Trichogramm

Das Trichogramm (gr. tricho = Haar; gramm = Buchstabe, Zeichen) ist Teil einer fachärztlich-dermatologischen Untersuchung bei Haarausfall in der Haarsprechstunde und wird eingesetzt den Haarwurzelstatus zu beurteilen. Ziel des Trichogramms ist es, verschiedene Haarwurzeltypen zu quantifizieren. Das Trichogramm bietet eine Momentaufnahme des aktuellen Haarausfalls, verschafft zudem die Möglichkeit eine Aussage über den zu erwartenden Haarverlust der nächsten 2 – 3 Monate zu machen.

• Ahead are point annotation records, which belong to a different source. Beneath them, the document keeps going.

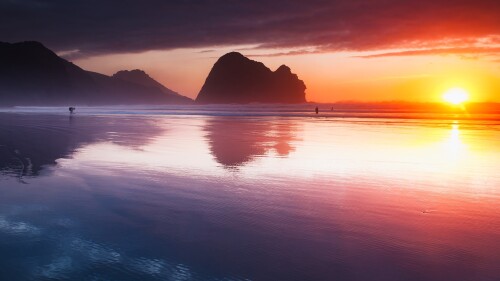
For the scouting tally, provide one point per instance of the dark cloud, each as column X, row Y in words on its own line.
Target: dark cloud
column 99, row 27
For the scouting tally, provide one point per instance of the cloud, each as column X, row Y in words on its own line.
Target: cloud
column 439, row 51
column 101, row 27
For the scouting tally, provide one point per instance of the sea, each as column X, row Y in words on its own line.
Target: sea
column 257, row 192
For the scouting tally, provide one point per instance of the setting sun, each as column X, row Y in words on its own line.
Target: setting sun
column 456, row 95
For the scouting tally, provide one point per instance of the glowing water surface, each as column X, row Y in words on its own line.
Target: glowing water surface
column 188, row 195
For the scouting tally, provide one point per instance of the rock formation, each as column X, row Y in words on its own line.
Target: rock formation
column 237, row 79
column 31, row 74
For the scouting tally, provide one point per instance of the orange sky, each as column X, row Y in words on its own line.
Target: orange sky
column 329, row 77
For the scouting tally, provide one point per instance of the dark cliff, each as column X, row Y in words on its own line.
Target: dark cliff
column 31, row 74
column 237, row 79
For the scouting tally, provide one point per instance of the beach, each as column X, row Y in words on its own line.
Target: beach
column 256, row 193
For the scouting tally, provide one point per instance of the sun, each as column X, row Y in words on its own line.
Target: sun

Vorgehen beim Dermatologen

Der Arzt entnimmt jeweils 50 Haare aus dem vorderen Scheitelbereich und 50 Haare vom Hinterkopf. Die Entnahme von Haaren erfolgt mittels einer gummierten Klemme ruckartig in Wuchsrichtung der Haare. Die gewonnenen Haare werden für die Beurteilung unter dem Mikroskop auf einem Glasobjektträger fixiert.

Im Fokus der Untersuchung steht eine Auszählung der Haarwurzeln, die sich in der Wachstums-, Übergangs- und der Ruhephase bzw. Ausfallphase befinden. Für gesundes Wachstum spricht eine Gewichtung von mehr als 80 % der Haare in der Wachstumsphase (Anagen) und weniger als 20 % in der Ausfallphase (Telogen). Abweichungen bestätigen den zumeist subjektiv wahrgenommenen Haarausfall auf quantitative Weise.

Die Haarwurzelformen

  • Anagenhaare haben Ähnlichkeit mit einem Golfschläger.
  • Telogenhaare erinnern im Wurzelbereich an Wattestäbchen. Manchmal werden sie auch Kolben- oder Keulenhaare genannt.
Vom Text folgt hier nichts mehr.